I created this tiny Baba Yaga house for @bunny1kenobi as part of the winter book swap because she likes dark folktales.
Baba Yaga is an evil, slavic witch known for eating children. In folk lore, her house has chicken legs and wanders the forest in search of children to steal away.
The house is a chipboard blank I purchased from AlphaStamps. I painted it and made the shingles for the roof by painting some card stock and cutting it into tiny rectangles, then glueing them in overlapping patterns. The chicken feet were molded from polymer clay and then painted.
I tried to attach the feet using screws…that didn’t go well. And when I added the feet the house was tilted at a steep angle backwards and kept falling over. A bit of quality time with my dremel and the tops of the feet fixed that.
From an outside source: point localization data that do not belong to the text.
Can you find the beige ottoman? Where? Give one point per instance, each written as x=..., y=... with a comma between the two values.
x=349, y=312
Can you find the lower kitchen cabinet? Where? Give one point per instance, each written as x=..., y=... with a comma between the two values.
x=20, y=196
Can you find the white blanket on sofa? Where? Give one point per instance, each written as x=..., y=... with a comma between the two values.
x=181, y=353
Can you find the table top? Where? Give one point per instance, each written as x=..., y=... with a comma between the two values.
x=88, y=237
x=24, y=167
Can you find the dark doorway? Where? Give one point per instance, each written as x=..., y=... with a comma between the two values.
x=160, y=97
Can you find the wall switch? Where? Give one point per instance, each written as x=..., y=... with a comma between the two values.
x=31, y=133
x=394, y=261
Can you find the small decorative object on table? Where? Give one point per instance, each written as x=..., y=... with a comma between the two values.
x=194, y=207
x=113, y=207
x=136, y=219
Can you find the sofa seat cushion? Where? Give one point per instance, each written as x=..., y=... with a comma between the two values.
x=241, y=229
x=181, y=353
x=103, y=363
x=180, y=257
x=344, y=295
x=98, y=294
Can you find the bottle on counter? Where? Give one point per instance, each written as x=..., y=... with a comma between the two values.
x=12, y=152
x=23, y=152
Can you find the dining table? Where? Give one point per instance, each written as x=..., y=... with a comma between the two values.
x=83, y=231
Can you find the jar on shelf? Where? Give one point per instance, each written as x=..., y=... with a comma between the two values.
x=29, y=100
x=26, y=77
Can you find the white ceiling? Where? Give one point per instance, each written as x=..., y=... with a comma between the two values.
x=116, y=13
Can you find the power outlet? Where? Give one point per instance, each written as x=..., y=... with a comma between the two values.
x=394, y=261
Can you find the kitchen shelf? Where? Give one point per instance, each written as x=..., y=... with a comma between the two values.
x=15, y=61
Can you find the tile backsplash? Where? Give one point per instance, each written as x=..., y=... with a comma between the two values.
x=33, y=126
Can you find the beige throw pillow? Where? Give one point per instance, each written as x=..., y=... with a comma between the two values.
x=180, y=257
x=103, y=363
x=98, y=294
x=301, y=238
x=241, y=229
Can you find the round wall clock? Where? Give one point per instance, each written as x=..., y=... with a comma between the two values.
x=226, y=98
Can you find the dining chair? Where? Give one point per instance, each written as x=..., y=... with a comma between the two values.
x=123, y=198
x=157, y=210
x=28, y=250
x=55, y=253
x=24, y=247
I gave up on the screws and just glued the feet. Then the roof popped off. Then the decorations I’d painted were all wrong. Then the feet were too far forward and had to be reglued. And the roof popped off again. In the end I got everything togehter but somewhere I’m sure Baba Yaga was cackling gleefully at my woes.
I love the angle of the legs. It looks like it is ready to find those kids. It makes it more dynamic and less static. And I love the little stack of bones by the door. This is fantastic!
This is great, I love all the little details, and the legs are very cool.
The way you tell the story of the making of this has created an image in my head of the house running around your desk while you chase it around trying to glue on some roof shingles
I would not have guessed from the photos that those shingles were made from cardstock. They look like little pieces of slim-cut wood!
I’m glad you were able to persevere and finish it.